The council wanted to find a way to help people understand the realities — the veteran with lingering trauma who can’t live successfully in traditional housing, the domestic-violence victim who cannot go back home.

About 150 people appeared to agree. The evening began at 5:30 at St. Paul’s Episcopal Church with the kind of supper a homeless person might receive — about eight ounces of soup and a slice of buttered and toasted bread. As people ate, they listened quietly to one woman’s account of how she became homeless.

Tawny Scotton was a single mom, raising four children while working two jobs, she told a rapt audience. “But two years ago I lost both jobs and ended up homeless. You never think about that ... because you’re educated. College education.”

Scotton ended up “couch surfing” with her young family. That meant staying here, there and everywhere friends could offer space.

“One finally said, ‘You need to do something different and can’t stay here anymore,’” she said.

It was the “blessing in disguise” that changed her life. Scotton found herself crying in her car at Helpline’s STEP shelter for women, she recounted, blinking back fresh tears at the memory. “There’s really no words to express what it feels like and you could walk by me on the street and never know.”

Scotton has regained her footing, once again employed in two jobs and a recent homebuyer, she said.

“I used to say, ‘I don’t know how people can let that happen.’ But it can be a number of things,” she said. “But I know this is a community you want to live in, there is so much help.’”

With soup in their bellies, those in the fellowship hall broke into three groups for the walking tour, visiting the Christian Aid Center and YWCA, both which offer year-round help to homeless people. Not only with a bed to sleep in, but in getting hooked up to community resources and ways to move forward, noted YWCA Executive Director Anne-Marie Zell Schwerin.

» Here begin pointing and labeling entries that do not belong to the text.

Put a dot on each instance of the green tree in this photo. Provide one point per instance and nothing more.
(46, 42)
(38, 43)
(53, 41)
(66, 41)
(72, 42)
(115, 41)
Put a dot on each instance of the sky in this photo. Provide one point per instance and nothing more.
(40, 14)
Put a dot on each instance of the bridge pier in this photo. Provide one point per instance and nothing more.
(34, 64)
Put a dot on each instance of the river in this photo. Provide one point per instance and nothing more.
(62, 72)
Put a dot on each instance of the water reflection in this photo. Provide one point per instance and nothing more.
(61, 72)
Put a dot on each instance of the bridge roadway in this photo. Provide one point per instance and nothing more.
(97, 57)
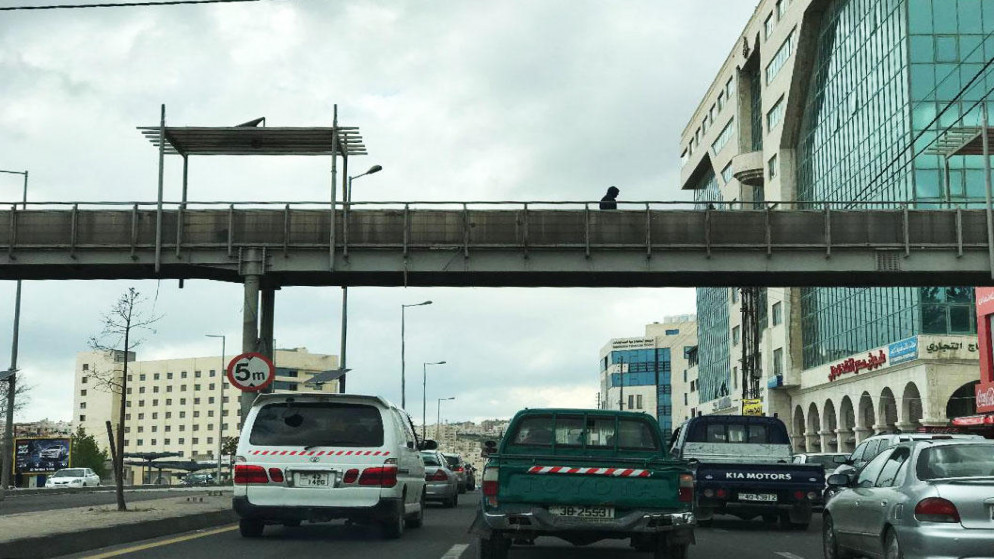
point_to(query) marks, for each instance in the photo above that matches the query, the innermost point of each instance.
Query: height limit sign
(251, 372)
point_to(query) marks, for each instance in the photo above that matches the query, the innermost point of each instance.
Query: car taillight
(440, 475)
(686, 492)
(246, 474)
(381, 476)
(935, 509)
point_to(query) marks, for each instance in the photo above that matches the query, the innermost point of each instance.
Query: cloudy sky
(458, 100)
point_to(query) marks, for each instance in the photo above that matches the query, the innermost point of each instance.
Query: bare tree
(122, 327)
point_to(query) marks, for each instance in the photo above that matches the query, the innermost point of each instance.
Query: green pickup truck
(585, 476)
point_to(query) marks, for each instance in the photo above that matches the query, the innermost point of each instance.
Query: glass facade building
(884, 71)
(645, 367)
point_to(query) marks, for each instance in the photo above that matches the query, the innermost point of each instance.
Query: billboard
(41, 456)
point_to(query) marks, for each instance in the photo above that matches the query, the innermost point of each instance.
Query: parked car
(198, 479)
(443, 486)
(584, 476)
(873, 446)
(741, 468)
(457, 465)
(319, 457)
(73, 477)
(919, 499)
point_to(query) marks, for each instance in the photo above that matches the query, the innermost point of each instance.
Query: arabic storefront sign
(752, 407)
(854, 366)
(985, 397)
(633, 343)
(903, 351)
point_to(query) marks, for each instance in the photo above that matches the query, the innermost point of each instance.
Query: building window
(775, 116)
(726, 173)
(723, 138)
(780, 58)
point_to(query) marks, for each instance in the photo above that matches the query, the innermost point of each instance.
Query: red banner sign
(985, 398)
(853, 366)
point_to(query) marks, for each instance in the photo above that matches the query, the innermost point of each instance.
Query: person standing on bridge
(610, 200)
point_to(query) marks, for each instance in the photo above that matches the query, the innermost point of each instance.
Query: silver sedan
(925, 499)
(442, 484)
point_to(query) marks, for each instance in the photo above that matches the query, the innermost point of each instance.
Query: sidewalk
(61, 532)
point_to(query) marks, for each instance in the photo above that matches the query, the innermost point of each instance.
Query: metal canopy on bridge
(252, 140)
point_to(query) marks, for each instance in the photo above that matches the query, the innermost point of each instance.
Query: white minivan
(319, 457)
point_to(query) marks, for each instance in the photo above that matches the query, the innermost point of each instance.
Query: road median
(53, 533)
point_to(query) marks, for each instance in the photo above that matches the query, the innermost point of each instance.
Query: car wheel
(893, 549)
(250, 527)
(830, 542)
(393, 527)
(494, 547)
(417, 519)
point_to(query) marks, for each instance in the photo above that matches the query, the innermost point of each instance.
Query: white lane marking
(456, 551)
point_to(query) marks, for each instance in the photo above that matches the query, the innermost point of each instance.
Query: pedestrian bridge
(497, 244)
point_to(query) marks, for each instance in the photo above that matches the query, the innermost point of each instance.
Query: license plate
(315, 479)
(758, 497)
(586, 513)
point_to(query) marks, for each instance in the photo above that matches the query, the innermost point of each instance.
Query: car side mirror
(838, 480)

Even when people list a shelter address as home, they are legally homeless, she told those visiting the facility.

“We had more children and larger families in 2013 than ever before,” Zell Schwerin said. “And multigenerational families — mom, kids and grandma.”

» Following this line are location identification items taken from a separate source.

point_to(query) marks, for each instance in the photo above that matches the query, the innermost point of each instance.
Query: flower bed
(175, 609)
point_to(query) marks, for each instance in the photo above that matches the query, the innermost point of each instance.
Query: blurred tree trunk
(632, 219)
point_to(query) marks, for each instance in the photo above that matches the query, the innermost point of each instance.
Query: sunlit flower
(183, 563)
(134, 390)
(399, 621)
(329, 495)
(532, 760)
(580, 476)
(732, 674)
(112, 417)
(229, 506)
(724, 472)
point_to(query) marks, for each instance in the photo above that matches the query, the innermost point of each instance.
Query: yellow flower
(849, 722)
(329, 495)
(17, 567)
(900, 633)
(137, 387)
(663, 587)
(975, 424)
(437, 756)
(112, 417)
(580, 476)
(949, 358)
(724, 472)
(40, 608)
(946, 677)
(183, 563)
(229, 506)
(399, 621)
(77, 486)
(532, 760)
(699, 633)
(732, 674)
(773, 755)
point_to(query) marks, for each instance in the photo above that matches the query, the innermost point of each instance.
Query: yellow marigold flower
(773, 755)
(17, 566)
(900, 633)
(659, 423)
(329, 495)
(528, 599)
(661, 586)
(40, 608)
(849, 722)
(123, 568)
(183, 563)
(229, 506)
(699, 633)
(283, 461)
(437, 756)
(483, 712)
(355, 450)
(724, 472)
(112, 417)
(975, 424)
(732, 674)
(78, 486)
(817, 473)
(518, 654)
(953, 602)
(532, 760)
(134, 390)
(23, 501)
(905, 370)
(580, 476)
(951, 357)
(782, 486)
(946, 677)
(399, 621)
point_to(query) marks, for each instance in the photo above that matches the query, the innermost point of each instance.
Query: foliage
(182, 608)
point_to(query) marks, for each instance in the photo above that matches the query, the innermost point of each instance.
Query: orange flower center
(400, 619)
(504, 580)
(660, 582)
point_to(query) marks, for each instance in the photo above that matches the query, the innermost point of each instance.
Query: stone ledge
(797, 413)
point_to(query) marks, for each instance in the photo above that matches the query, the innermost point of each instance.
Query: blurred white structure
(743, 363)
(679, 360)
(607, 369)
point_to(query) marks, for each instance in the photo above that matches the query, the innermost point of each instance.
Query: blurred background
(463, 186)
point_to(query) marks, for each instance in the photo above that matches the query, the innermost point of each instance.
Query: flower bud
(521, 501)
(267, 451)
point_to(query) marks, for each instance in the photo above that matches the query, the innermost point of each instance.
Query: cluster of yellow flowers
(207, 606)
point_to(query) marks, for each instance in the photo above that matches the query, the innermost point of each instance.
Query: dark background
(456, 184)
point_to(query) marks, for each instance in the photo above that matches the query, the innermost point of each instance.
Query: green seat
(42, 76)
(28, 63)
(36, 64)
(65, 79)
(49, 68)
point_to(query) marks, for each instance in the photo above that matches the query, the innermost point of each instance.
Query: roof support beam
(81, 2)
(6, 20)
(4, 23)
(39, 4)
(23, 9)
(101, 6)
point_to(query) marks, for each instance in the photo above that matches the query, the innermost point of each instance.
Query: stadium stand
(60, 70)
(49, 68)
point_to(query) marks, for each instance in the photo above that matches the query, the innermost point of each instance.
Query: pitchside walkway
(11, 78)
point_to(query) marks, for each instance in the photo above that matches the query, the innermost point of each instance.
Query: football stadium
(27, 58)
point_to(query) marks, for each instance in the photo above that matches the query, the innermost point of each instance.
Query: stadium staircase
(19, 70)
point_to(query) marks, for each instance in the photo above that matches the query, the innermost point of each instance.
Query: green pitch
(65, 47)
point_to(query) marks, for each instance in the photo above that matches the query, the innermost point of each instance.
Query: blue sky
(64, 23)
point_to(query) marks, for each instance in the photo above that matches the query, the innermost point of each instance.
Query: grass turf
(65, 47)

The YWCA hosts victims of domestic violence and their families, in stays from one night to 90 days and sometimes more, she said. The average stay is 79 days, up from 26 in 1998. That’s attributed to fewer affordable option for permanent housing, Zell Schwerin said.

As the tour continued, Meliah took care to point out spots known to be frequented the homeless. Covered stairwells and large bushes at one Walla Walla church, for instance, get sleepers out of the line of vision of others, provide overhead protection from wind and rain and some sense of security.

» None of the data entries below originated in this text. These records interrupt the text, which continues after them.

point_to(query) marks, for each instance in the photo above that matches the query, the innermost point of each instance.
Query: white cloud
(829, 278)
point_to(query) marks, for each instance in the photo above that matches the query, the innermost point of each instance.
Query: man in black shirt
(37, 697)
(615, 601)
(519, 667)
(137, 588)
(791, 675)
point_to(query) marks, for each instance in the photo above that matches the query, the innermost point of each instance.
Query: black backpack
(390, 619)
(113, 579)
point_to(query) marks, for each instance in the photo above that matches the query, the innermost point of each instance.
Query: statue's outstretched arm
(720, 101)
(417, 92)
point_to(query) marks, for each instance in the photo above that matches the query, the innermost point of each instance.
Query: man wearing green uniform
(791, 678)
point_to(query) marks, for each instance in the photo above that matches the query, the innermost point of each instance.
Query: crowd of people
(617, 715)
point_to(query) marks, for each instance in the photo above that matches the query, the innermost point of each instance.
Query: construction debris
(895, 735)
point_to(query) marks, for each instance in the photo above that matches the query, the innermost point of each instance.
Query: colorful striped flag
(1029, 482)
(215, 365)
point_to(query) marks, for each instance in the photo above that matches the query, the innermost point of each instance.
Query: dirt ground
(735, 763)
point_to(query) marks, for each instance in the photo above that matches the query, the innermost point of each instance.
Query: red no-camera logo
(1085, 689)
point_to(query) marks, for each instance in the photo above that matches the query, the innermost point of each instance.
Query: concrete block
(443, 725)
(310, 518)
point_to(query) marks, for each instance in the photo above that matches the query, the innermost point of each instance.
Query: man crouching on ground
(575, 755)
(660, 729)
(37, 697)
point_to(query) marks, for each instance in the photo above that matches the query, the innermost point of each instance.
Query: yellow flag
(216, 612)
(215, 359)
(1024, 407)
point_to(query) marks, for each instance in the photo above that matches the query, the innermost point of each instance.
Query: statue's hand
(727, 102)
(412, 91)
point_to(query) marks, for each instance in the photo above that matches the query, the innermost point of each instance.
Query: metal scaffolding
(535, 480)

“Safe and unseen,” he said.

The event was a giant first step, Debbie Dumont said this morning. Dumont oversees Walla Walla County’s Department of Human Services homelessness and housing programs.

Not only were organizers of “Invisible Walla Walla” happily stunned at the large turnout, but the fact that nearly all returned to St. Paul’s after the walking tour to brainstorm was validation that many are eager to engage in solutions, she said.

Great ideas were broached in the debriefing period, Dumont said. Stickers on businesses willing to offer homeless people a list of resources without police involvement, a coordinated entry point for all appropriate services — that will kick off Friday through Helpline — and a “well communicated” plan for emergency-weather warming shelters are at the top of the list.

“We now feel we have a huge responsibility to carry this forward,” Dumont said of the Walla Walla Council of Homelessness, adding that members no longer feel alone in tackling the issue.

“There’s a lot more conversation to happen.”